Assisti novamente A Fonte. Desta vez para usar em uma aula. É um filme pretensioso - como todos os de Darren Aronofsky - que chega em vias de se perder. Mas não se perde.

Parte pela atuação esforçada de Hugh Jackman e pela presença divina (às vezes literalmente) de Rachel Weisz; parte pela estrutura narrativa que usa a boa e velha unidade tripartida de narrar tempos diferentes que se complementam e têm elementos em comum.

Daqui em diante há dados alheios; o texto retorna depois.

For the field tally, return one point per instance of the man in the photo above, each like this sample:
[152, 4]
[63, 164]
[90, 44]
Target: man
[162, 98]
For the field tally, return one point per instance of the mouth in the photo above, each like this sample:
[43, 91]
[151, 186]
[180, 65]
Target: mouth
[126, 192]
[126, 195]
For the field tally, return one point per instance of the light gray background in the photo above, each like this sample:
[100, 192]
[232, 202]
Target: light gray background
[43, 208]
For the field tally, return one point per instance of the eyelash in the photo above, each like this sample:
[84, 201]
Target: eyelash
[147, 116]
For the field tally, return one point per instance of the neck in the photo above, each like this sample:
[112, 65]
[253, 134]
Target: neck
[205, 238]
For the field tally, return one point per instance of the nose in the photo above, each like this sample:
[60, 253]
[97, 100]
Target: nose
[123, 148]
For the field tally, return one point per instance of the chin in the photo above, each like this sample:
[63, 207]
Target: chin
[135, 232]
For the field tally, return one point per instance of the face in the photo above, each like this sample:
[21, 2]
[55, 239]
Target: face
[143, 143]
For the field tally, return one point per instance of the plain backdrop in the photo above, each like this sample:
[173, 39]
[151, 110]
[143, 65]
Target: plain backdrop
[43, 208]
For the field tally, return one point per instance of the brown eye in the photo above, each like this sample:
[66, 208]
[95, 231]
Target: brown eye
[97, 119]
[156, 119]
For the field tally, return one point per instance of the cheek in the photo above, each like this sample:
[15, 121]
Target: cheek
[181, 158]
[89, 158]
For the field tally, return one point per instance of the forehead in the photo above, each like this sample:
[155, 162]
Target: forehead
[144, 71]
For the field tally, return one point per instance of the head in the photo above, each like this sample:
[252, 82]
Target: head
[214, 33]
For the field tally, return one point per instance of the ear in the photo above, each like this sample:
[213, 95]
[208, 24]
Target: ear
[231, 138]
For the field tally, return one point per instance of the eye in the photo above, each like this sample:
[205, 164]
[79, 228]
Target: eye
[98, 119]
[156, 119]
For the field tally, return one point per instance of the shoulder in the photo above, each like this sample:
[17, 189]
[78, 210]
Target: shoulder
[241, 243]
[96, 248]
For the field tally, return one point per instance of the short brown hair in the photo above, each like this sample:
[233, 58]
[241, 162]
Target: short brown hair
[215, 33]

O mais importante deles é a árvore. Em uma das partes mais bonitas do filme, Izzi (interpretada por Rachel) diz que após a sua morte gostaria de ser enterrada em um campo. E que sobre ela fosse plantada uma árvore. Tal vontade surgira após uma conversa com um descendente distante dos maias cujo pai fizera tal pedido. Assim, um pouco dele permaneceria na árvore. E na semente da árvore. E no pássaro que comeria tal semente.

Uma parte ínfima nossa. Atômica ou sub, voando e sendo digerida por um pássaro anônimo.

Após o filme imaginei se os túmulos fossem substituídos por árvores. Ao invés de cemitérios, florestas inteiras com placas com nomes gravados. Não mais túmulos sendo escolhidos; e sim sementes. Árvores depois. Quanto mais o tempo passasse, maior a lembrança ficaria.

Com o passar dos anos, séculos, as árvores tomariam uma área imensa. Invadiriam as cidades, pessoas virariam as sombras das alamedas. Todos respirariam melhor por causa do que já foram.

Todos respirariam, de certa forma, o que não mais se foram completamente.